Witch Girlfriend: not what I meant when I said I’m into the dark arts.
[At vet]
Me: My dog has been throwing up what looks like egg shells.
Vet: What have you been feeding him?
Me: Egg shells.
My dad had a weird sense of humor. When I was 5, I tried to “dig a hole to China.” The next day when I went back to dig more, there were egg rolls in the hole
I was attacked by two owls simultaneously. They were in cahoots.
I can’t wait for Halloween so that I can walk around with a bloody carving knife without being questioned.
I was voted, “most likely to interfere with a corpse,” in high school.
I’m a bad influence on myself.
alien: take me to your leader
me: take me to YOUR leader
alien: *suddenly nervous* are you going to eat him?
[best read with a French accent]
“I am so very sorry sir, without a reservation, there is simply nothing I can do for you.”
I don’t trust people with less than five french fries under their driver’s seat.

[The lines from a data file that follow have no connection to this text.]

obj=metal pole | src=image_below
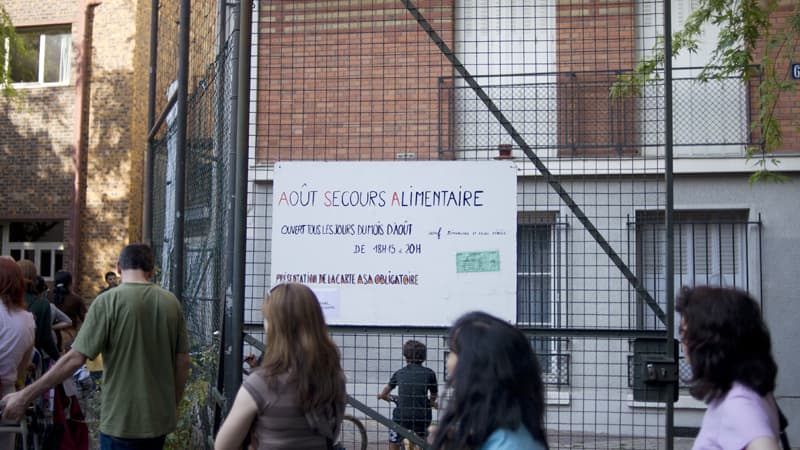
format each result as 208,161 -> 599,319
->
172,0 -> 191,301
664,0 -> 677,444
225,0 -> 253,408
142,0 -> 159,247
214,1 -> 234,426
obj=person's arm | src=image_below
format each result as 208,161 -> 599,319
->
746,436 -> 780,450
175,353 -> 191,406
17,344 -> 33,379
3,350 -> 86,422
214,388 -> 258,450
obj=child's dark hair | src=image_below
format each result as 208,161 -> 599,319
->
34,275 -> 47,295
433,312 -> 549,450
403,339 -> 428,364
675,286 -> 778,402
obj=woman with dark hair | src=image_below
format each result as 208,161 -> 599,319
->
48,270 -> 87,352
0,256 -> 36,449
214,283 -> 346,450
675,287 -> 779,450
433,312 -> 548,450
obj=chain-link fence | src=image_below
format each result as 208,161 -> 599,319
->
150,0 -> 235,448
147,0 -> 760,449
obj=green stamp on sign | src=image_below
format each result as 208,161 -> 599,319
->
456,250 -> 500,273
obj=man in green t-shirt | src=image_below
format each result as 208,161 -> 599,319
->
3,244 -> 189,449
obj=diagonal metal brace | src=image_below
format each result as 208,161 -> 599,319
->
401,0 -> 667,324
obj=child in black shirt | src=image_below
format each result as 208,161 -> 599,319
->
378,340 -> 438,450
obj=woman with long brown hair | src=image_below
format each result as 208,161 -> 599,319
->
214,283 -> 346,450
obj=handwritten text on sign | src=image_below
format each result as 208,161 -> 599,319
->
271,161 -> 516,326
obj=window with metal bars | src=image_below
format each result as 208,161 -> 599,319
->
636,210 -> 761,386
636,210 -> 758,329
517,213 -> 569,385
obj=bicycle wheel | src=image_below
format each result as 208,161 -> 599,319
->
339,415 -> 367,450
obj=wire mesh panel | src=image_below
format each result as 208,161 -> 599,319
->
147,0 -> 235,448
148,0 -> 760,448
245,0 -> 680,448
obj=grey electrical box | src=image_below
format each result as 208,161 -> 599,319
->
632,338 -> 678,402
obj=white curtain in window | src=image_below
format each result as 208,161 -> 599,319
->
58,34 -> 71,81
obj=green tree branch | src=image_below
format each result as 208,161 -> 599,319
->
611,0 -> 800,184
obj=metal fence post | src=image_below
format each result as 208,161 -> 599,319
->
142,0 -> 158,247
225,0 -> 253,408
664,1 -> 677,450
171,0 -> 192,301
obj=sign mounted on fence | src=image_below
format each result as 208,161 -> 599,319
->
272,161 -> 517,326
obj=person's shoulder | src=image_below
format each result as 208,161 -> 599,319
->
481,426 -> 544,450
720,383 -> 765,409
716,383 -> 777,436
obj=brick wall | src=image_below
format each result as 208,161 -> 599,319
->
0,0 -> 150,298
556,0 -> 636,157
80,0 -> 150,295
753,0 -> 800,153
255,1 -> 453,161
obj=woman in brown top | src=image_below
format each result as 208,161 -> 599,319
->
214,283 -> 346,450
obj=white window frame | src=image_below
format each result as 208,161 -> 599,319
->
3,24 -> 72,88
0,222 -> 64,281
517,212 -> 569,385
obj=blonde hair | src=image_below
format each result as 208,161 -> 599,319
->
261,283 -> 346,412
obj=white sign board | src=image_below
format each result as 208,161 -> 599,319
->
272,161 -> 517,326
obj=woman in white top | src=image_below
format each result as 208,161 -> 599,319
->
0,257 -> 36,448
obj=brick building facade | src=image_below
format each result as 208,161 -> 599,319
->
0,0 -> 149,298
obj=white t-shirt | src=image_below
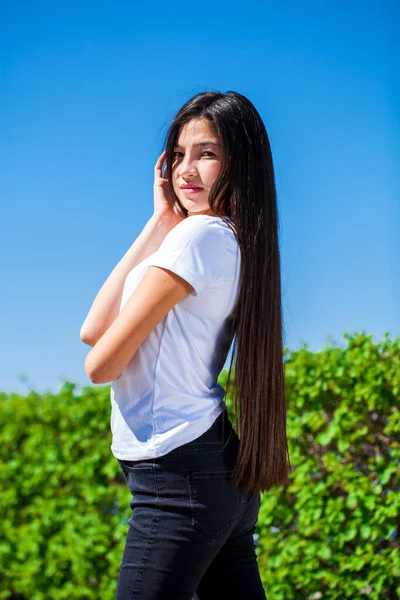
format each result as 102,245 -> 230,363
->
111,214 -> 241,460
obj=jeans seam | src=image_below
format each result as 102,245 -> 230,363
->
131,461 -> 160,600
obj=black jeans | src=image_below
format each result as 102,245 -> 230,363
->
116,411 -> 266,600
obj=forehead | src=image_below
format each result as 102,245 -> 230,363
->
176,118 -> 220,144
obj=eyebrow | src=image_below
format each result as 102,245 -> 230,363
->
174,142 -> 221,148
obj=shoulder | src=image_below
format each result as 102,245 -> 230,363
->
165,215 -> 234,243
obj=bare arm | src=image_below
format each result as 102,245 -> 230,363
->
80,214 -> 176,346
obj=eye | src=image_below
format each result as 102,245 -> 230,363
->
172,150 -> 215,158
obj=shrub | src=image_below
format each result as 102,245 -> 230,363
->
0,333 -> 400,600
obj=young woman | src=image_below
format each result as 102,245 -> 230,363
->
81,91 -> 290,600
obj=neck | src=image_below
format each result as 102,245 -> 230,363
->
187,208 -> 218,217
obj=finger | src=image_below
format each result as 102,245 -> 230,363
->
155,150 -> 167,170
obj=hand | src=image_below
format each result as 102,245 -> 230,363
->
154,150 -> 186,227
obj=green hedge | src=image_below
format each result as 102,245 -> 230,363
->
0,333 -> 400,600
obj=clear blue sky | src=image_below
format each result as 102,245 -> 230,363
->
0,0 -> 400,393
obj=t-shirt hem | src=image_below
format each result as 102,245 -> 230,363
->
111,401 -> 227,460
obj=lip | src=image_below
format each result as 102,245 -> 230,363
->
180,185 -> 203,194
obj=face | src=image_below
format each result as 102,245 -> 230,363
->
172,118 -> 223,212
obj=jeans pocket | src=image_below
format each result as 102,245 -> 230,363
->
186,470 -> 240,542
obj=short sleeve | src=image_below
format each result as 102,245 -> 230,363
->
147,215 -> 227,296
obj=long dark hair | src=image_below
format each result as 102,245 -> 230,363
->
164,91 -> 290,492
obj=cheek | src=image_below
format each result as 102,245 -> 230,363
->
207,163 -> 221,183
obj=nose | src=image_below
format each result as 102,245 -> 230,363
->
177,157 -> 197,179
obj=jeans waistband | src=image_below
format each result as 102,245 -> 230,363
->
170,409 -> 234,454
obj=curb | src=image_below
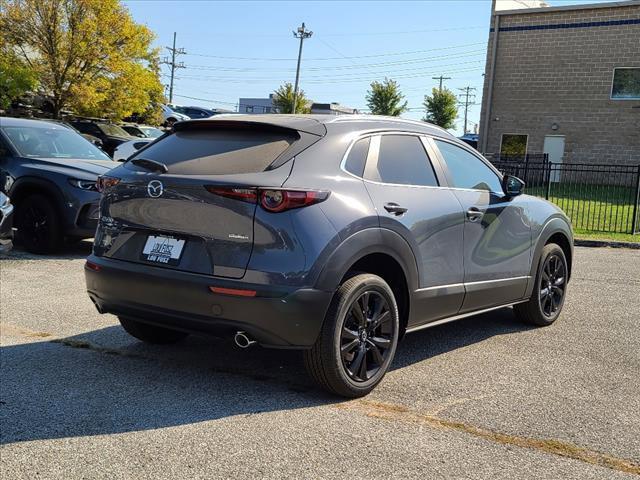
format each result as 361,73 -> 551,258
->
573,238 -> 640,250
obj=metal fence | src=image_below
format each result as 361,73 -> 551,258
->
488,155 -> 640,234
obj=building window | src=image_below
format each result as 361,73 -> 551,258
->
611,67 -> 640,100
500,133 -> 529,157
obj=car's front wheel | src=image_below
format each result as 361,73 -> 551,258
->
16,195 -> 63,253
304,273 -> 400,398
118,317 -> 189,344
513,243 -> 569,326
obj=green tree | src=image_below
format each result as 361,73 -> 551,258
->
423,88 -> 458,129
366,78 -> 407,117
0,0 -> 162,119
0,46 -> 38,108
273,82 -> 312,113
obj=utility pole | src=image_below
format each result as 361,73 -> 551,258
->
431,75 -> 451,91
458,86 -> 476,135
160,32 -> 187,103
291,22 -> 313,113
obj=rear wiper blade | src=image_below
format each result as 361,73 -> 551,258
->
131,158 -> 169,173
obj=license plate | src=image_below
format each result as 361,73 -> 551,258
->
142,235 -> 185,265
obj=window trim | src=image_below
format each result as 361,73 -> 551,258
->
340,130 -> 449,188
428,137 -> 504,196
498,132 -> 529,156
609,66 -> 640,102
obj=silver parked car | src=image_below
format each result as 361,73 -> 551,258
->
85,115 -> 573,397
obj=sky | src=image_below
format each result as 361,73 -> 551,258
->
124,0 -> 616,134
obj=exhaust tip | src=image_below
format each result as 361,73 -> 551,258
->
233,332 -> 257,348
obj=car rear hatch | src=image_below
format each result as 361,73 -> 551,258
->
94,120 -> 324,278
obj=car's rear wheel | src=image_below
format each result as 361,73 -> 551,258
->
513,243 -> 569,326
16,195 -> 63,253
118,317 -> 189,344
304,273 -> 400,398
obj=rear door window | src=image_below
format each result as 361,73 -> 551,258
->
434,140 -> 502,193
365,135 -> 438,187
127,129 -> 299,175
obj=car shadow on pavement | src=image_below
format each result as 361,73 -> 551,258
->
0,310 -> 526,445
0,240 -> 93,261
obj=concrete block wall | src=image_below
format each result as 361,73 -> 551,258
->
480,2 -> 640,164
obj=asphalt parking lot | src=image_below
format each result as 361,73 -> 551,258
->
0,246 -> 640,480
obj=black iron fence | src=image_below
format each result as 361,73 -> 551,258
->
487,154 -> 640,234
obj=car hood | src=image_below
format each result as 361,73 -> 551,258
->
26,158 -> 117,178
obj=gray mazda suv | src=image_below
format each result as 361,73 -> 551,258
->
85,115 -> 573,397
0,117 -> 115,253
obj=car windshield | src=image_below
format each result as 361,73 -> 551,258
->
98,123 -> 131,137
2,127 -> 111,160
139,127 -> 164,138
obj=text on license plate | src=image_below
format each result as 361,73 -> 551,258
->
142,235 -> 185,265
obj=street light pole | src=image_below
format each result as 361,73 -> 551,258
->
291,22 -> 313,113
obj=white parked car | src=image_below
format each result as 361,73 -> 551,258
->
162,105 -> 191,127
113,138 -> 155,162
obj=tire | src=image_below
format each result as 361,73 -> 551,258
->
304,273 -> 400,398
118,317 -> 189,344
513,243 -> 569,327
16,195 -> 63,254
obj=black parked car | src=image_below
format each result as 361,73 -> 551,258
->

God: you’ll protect your kids by carrying them 3,000 miles to keep them warm
Penguin: got it
God: you get pouches to keep ‘em safe & so they never get lost
Kangaroo: Love it
God: when they get too big just throw them out & hope for the best
Bird: wait, what?
Everyone thinks they’re brave right up until a goose starts chasing them.
Calls for kids: Nobody responds.
Gets on phone: Two kids yelling for me while fighting, the other asking what’s for dinner when it’s 9 am.
Hotel room bathrooms really overestimate how much I want to see my own naked body.
[shopping]
May I help you find something?
“Where are the giants?“
What?
“Your sign outside says there’s a giant sale.“
Potato chips ARE vegetables! I exclaim as I tear open the third bag
My Grandfathers dying words to me were, “Are you still holding the ladder?”.
I’m normally not a jealous person, but I wouldn’t mind switching places with the astronauts that were just launched out of Earth’s atmosphere.
Make porridge seem more glamorous by describing it as “Oat Cuisine”.
We covered ‘stop, drop, and roll’ often enough in school that I thought I would’ve caught fire at least once by now.
What idiot named her Miley Cyrus’ grandma and not Nana Montana.
My husband found me lying on the sofa and said the kitchen was a complete mess. I said, “I know. That’s why I’m not in there.”
I’ve wrecked my car yet I still weigh the same. This crash diet is for the birds.
Woman on bus just pulled her mask down to cough.
Smoking kills. Smoking panics. Smoking tries to hide the body.
My eldest is at the age where she’s starting to ask questions. Tonight she started asking about Father Christmas. My wife calmly took her to another room to answer, leaving me with her younger siblings. We couldn’t hear so I still don’t know what’s up. Hope Santa is OK
Never go shopping on an empty stomach, I just went to Macy’s before dinner and ate 7 turtle necks
I’m pretty sure Morgan Freeman was narrating while the universe was being created
cute girl: can i have ur number?
me: [sweating nervously] then what number am i gonna use
Tech support: What seems to be the problem?
Me: The child unit keeps asking me “Why?” over and over and over. I’m going crazy. Please help!
TS: That is a known glitch. The only fix is an update, which won’t be available for at least another year.